2. Sé que esto suena extraño, pero a lo mejor estamos equivocados nosotros (¡!). Escuchar opiniones diferentes nos ayuda a reevaluar las nuestras, sobre todo si es de gente en quien confiamos. Si solo tenemos cerca a personas que nos dan la razón, lo único que hacemos es retroalimentar un sistema de creencias.
Hay que recordar lo que dijo Bertrand Russell en una entrevista. Le preguntaron si daría su vida por sus ideas y contestó: “No, podría estar equivocado”.
Amigos no polarizados
Las amistades de personas que pertenecen a grupos diferentes ayudan a mitigar la polarización, precisamente porque contribuyen a una visión más compleja y moderada de los demás. Es más difícil creer que todos los rojos son el demonio o que todos los fachas nos quieren ejecutar si tenemos amigos de izquierdas o de derechas, según el caso. No los vemos como al otro, como a un enemigo, sino como a personas concretas que piensan de modo diferente. Y esto ayuda a que el debate público sea más civilizado y nos resulte más fácil llegar a acuerdos.
Es decir, cuando mantenemos una amistad con alguien que piensa diferente, estamos beneficiando a toda la sociedad (un poco) porque es más difícil que esa persona acabe creyendo lo que dicen en según qué grupos de Telegram. Y así contribuimos a la virtud del afecto cívico, de la amistad cívica, de la que también hablaba Aristóteles.

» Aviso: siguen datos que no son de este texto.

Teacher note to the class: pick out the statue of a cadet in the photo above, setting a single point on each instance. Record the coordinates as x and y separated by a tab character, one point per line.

Esto ocurre cuando coincidimos en los objetivos. Por ejemplo, acabar con el paro o mejorar la sanidad. Pero discrepamos en los medios más indicados para lograr este fin. Un liberal cree que debe primar la iniciativa privada y un socialdemócrata quiere que el Estado asegure la igualdad de condiciones de partida. Pero, como hay un mismo objetivo, se puede trabajar desde la diferencia para intentar llegar a acuerdos y resolver disputas, aunque no siempre se logre.
Es como cuando quedamos para cenar con unos amigos y todos quieren ir a un sitio diferente: a uno le apetece sushi, otro conoce un italiano buenísimo, hay uno que quiere ir de tapeo... El objetivo final es el mismo, comer bien y pasar un buen rato. Solo hay que buscar un acuerdo.
El problema viene cuando los fines no coinciden o no son compatibles. O cuando no podemos plantear el problema como una cuestión de medios y no de objetivos. Por ejemplo, cuando una persona cree que los derechos han de ser diferentes según el color de la piel, el género o la orientación sexual. Aquí ya es un poco más difícil resolver el problema. Volviendo al ejemplo de los amigos, sería como si uno de ellos quisiera que tú te quedaras en casa. Entonces ya no hay amistad y deja de tener sentido intentar mantenerla.